Advogado fala em ‘leilão’ entre desembargadores para venda de sentença
Outra troca de mensagens recuperada no celular de Felix Jayme da Cunha mostram o advogado antecipando uma decisão favorável à cliente dele, conforme o relatório da PF. O diálogo foi travado em 6 de abril de 2021, por exemplo. Nele, o advogado ainda disse a um servidor do TJMS que houve um “leilão danado” e que “cada um quer mais que o outro”.
To ticado num julgamento das 14hrs de hj sai agirá do TJ, vou faturar 3×2…
Pqp leilão danado kkkk … Cada um quer mais que o outro, escreveu o advogado em uma das mensagens por Whatsapp interceptadas pela PF.
Os investigadores apontaram que, em novo contato, dois dias depois, Felix da Cunha envia mensagem confirmando o resultado e reforçando a suposta compra da decisão do TJMS.
No texto, o advogado diz que estava “complementando um pagamento daquele que foi terça”. “Oh Solito, o seu eu vou sacar hoje, tá, é que eu tava complementando um pagamento daquele que foi terça, cara, ganhei por 3 x 2 lá, Bolachinha, Marcão e Divoncir, oh, coisa boa hein, Solito, aí, o seu eu ranco hoje, ontem eu terminei de pagar os caras lá”.
Bolachinha, Marcão e Divoncir seriam os apelidos que o advogado deu aos desembargadores que votaram a favor do cliente dele.

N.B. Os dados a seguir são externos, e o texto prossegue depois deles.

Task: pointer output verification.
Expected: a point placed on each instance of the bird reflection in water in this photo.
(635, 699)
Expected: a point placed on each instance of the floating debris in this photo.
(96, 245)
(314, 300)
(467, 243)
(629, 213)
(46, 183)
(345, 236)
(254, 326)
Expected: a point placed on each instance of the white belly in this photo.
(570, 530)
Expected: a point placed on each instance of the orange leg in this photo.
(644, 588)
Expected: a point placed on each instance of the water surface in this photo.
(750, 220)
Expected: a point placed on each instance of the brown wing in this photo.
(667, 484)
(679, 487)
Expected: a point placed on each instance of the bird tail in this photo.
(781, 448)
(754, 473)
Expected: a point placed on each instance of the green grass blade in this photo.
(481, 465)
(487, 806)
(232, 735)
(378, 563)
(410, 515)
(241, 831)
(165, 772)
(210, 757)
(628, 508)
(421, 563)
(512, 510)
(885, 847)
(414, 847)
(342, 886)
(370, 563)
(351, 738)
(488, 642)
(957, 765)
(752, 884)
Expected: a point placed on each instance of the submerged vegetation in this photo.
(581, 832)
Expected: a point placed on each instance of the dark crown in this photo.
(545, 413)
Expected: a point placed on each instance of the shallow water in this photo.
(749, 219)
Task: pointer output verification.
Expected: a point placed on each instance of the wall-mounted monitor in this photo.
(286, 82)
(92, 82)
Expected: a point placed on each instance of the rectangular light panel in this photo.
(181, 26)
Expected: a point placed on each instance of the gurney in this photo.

A PF identificou uma grande quantidade de saques ocorridos na conta do advogado em 1º, 5 e 6 de abril de 2021. Seria indício do dinheiro destinado aos desembargadores que teria vendido a decisão judicial.
Ainda segundo a PF, os desembargadores dessa decisão, apelidados pelo advogado, seriam Sérgio Fernandes Martins, Divoncir Maran e Marcos José Rodrigues.
É certo que eles revogaram decisões de outros desembargadores para retornar a decisões em que já havia sido verificado “erro no mérito de causa”.
“[A] decisão proferida em 6 de abril de 2021 foi fruto de corrupção dos desembargadores citados”, diz a PF no relatório.